I’ve spent most of my career integrating, developing and tuning a variety of software and hardware products that support core infrastructure applications. For the past 10 years I have been able to focus on aggregating data across complex infrastructure stacks and developing techniques for enhancing our visual representation of these large scale data sets.
My philosophy has focused on viewing the entire data set for rapid assessment of the behavior of a system. This focus has been on the performance of high scale systems, mostly delving into low level profiling of transactional latency patterns for OLTP style applications. Though my ultimate goal is to provide rapid solutions to my customers for their performance issues, I also strive to make the representation of their data sets comprehensive, visual, clear, and interesting to view.
I’ve compiled a sample of some of the data visualization projects I have taken on over the years, applying a variety of techniques championed by Edward Tufte to these data sets. Hopefully you’ll find looking at these data visualizations as much fun as I had building them.

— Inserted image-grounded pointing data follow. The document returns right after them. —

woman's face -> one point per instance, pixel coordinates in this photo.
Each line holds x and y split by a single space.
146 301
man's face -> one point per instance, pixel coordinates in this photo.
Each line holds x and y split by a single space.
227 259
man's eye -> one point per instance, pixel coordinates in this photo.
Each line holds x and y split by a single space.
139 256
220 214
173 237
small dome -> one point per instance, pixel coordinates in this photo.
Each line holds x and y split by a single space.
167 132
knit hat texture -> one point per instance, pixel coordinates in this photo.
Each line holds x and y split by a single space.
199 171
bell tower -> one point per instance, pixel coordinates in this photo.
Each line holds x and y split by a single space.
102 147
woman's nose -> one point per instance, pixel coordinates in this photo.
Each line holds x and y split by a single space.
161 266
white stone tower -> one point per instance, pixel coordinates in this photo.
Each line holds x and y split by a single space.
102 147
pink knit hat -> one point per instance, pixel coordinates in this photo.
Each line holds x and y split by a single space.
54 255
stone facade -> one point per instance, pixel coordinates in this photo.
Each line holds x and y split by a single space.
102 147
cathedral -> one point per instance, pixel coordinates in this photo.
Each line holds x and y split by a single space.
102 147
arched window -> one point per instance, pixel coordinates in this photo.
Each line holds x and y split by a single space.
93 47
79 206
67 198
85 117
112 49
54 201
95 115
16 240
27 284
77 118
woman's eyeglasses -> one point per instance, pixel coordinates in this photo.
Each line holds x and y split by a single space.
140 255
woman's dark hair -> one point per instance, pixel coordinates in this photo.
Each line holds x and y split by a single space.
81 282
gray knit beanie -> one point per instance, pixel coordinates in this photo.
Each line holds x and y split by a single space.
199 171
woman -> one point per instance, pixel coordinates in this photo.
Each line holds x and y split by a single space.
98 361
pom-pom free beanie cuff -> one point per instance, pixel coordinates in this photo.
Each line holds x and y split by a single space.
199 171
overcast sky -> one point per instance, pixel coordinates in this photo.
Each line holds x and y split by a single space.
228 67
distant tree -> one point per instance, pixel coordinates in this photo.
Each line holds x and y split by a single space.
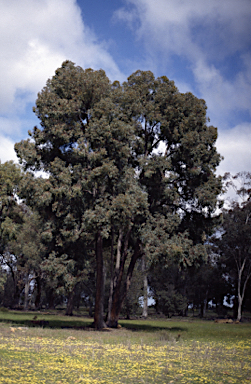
10 178
234 244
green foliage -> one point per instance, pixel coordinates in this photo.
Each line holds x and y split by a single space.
108 191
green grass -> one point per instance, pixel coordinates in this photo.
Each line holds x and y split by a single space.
142 351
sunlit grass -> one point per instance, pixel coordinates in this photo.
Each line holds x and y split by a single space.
158 352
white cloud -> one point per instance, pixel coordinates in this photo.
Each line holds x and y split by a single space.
7 150
36 37
206 34
234 146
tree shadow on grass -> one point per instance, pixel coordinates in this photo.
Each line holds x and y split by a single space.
82 323
151 328
44 322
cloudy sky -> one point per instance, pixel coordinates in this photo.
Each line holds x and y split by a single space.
204 46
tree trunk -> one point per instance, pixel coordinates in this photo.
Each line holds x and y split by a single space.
99 322
118 297
112 277
70 303
145 281
242 293
38 294
26 291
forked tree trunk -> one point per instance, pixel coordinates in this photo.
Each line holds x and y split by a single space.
38 294
241 292
70 303
145 288
26 291
118 296
99 322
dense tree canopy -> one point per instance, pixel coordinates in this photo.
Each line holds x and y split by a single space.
108 190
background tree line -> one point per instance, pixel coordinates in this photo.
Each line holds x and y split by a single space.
113 211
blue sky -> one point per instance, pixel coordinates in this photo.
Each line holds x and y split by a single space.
204 46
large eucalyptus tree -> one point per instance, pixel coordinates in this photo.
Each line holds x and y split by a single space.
108 189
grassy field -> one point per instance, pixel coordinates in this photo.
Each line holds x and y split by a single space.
160 351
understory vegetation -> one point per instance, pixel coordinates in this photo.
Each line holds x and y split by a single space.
142 351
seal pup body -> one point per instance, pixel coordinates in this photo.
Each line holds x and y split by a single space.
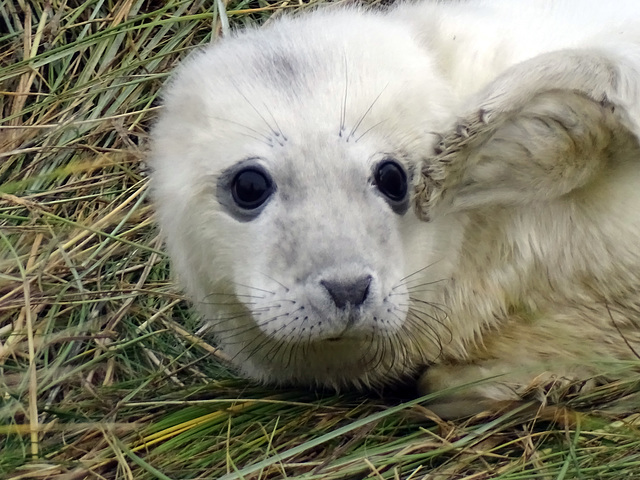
282 165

Some of my favorite visualizations
Click the title to see the graphic and description.
Fault injection testing on kubernetes
This is a time series summary of multiple layers of metrics during fault injection testing on a kubernetes deployment.
Project timeline and outcome
In this visualization I have combined combined a project timeline with test results from a workload profiling sequence following the deployment and tuning of an application on a clustered database environment for the first time. This is an information rich view of the project outcome that illustrates the progress made over the duration of the engagement. Tools like these are helpful in explaining software deployment cycles and the tuning investments required for at-scale projects.

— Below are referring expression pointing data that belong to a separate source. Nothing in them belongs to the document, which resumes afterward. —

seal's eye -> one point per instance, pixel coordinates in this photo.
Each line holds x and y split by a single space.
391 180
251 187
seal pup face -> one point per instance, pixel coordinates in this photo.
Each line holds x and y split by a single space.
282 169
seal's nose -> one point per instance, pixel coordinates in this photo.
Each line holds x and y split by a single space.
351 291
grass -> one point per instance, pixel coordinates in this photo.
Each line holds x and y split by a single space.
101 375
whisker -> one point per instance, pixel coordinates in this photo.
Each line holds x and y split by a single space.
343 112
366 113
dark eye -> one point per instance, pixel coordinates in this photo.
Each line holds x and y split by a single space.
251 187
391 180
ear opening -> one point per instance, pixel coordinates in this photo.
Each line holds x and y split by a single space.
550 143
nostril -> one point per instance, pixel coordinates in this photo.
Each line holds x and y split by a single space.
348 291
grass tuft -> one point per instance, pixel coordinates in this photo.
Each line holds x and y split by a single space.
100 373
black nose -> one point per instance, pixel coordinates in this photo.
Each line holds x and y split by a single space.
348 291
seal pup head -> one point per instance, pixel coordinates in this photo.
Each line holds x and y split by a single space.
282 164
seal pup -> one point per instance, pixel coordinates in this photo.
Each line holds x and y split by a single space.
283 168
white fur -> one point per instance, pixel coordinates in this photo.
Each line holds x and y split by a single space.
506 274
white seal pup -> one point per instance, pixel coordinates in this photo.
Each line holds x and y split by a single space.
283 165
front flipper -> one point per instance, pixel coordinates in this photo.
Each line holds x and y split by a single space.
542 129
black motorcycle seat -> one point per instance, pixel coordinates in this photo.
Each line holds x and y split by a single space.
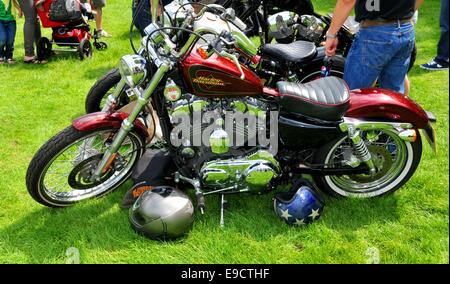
299 51
325 99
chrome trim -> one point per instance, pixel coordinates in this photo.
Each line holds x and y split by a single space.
409 135
364 125
133 69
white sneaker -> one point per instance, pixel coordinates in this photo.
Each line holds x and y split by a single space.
103 33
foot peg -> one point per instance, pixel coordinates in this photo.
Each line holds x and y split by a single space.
200 202
223 206
198 193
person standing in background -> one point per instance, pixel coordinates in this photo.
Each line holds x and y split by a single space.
31 30
97 6
440 62
7 30
382 47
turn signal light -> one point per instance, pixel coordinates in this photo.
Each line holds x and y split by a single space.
409 135
203 54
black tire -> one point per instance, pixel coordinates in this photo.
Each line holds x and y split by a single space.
84 49
313 71
43 49
102 89
413 152
50 151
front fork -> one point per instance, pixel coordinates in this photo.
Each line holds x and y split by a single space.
361 148
127 124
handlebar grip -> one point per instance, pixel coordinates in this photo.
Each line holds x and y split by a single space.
239 24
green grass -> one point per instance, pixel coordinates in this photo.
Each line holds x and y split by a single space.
410 226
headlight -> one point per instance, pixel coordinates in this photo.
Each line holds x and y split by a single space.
133 69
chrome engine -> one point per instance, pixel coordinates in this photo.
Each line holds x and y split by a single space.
222 165
253 173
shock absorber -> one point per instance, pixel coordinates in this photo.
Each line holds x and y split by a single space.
361 149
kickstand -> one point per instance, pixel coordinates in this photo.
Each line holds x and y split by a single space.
223 204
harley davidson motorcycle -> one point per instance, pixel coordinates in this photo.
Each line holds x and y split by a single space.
361 143
300 61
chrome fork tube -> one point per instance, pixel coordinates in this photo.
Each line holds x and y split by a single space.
112 99
128 123
361 148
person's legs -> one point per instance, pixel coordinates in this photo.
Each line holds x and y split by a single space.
368 55
141 15
440 62
393 74
99 19
3 39
31 28
10 36
442 55
98 8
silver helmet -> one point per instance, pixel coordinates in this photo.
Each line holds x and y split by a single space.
162 213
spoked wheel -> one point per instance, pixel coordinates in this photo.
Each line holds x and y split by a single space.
85 49
104 87
43 49
60 173
395 159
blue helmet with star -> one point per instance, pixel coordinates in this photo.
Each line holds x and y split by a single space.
301 205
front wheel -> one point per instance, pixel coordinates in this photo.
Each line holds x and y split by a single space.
59 174
395 159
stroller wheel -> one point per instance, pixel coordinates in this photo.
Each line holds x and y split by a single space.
85 49
100 45
43 48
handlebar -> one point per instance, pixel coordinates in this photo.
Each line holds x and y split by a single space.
215 46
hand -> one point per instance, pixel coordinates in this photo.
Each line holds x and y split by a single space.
331 46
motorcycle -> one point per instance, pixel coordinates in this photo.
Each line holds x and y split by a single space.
364 143
298 61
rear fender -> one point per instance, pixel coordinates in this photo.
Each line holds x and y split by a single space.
98 120
376 103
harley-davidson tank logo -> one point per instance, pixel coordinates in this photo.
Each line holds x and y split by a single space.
211 81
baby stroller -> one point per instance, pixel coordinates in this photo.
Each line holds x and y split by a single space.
69 22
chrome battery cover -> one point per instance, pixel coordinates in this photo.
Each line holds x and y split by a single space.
253 173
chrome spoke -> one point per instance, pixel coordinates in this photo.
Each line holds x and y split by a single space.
56 178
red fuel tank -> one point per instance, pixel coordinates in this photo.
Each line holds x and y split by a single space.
218 77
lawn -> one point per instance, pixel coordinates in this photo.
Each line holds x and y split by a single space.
410 226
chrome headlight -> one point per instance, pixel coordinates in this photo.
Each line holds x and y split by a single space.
133 69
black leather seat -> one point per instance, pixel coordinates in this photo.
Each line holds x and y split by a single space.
326 99
299 51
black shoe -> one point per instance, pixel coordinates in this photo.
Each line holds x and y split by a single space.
434 66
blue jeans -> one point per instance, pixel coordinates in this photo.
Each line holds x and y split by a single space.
141 15
380 52
442 56
7 36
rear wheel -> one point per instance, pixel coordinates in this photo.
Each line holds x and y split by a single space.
395 159
59 174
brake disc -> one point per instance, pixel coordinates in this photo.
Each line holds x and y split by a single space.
383 161
80 176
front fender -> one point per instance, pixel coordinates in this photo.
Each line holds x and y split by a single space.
99 120
376 103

Name token count regression study
An interesting example of the use of linear regression analysis to identify the normalized comparison latency for a person-search workload as the number of tokens in a name is increased. This experiment design was used to compare a baseline comparison function COMP1 to multiple tuning efforts of a new comparison, COMP2.
Weather data
This is an example of the visualization of daily weather readings spanning a decade’s worth of data from a weather station in Brazil. The objective of this plot was to identify seasonal weather patterns in a specific region and the subsequent replication of these patterns in a controlled environment.
Fault injection testing on DB2 Purescale
This visualization focused on illustrating the impact of fault injection during a cluster test. Faults include the soft and hard removal of nodes from a clustered database while three types of transactions were issued against a dataset stored on the cluster. Impacts to the workload were noted, as well as recovery times. Additional CPU metrics from the application and database tiers were presented below the transactional time series plots.
Impact of store openings on transaction rates
A transactional summary view of API calls from a B2C nationwide search workload. This visualization illustrates the ramp up of traffic (light gray) as the day progresses, and the stabilization of transactional search latency (dark gray) as the database buffer pools warm and the physical read rate drops. My favorite portion of this visualization is the illustration of the impact of store openings across time zones in the United States on the transaction rate.
Time series scatter plot
A time series latency scatter plot that allows for the visualization of all transactional latency values captured over the course of three hours. In this particular case, the customer was unable to detect a series of micro-outages using their standard 5 minute sample interval. Visualizing the entire data set allowed for the rapid identification of the pattern.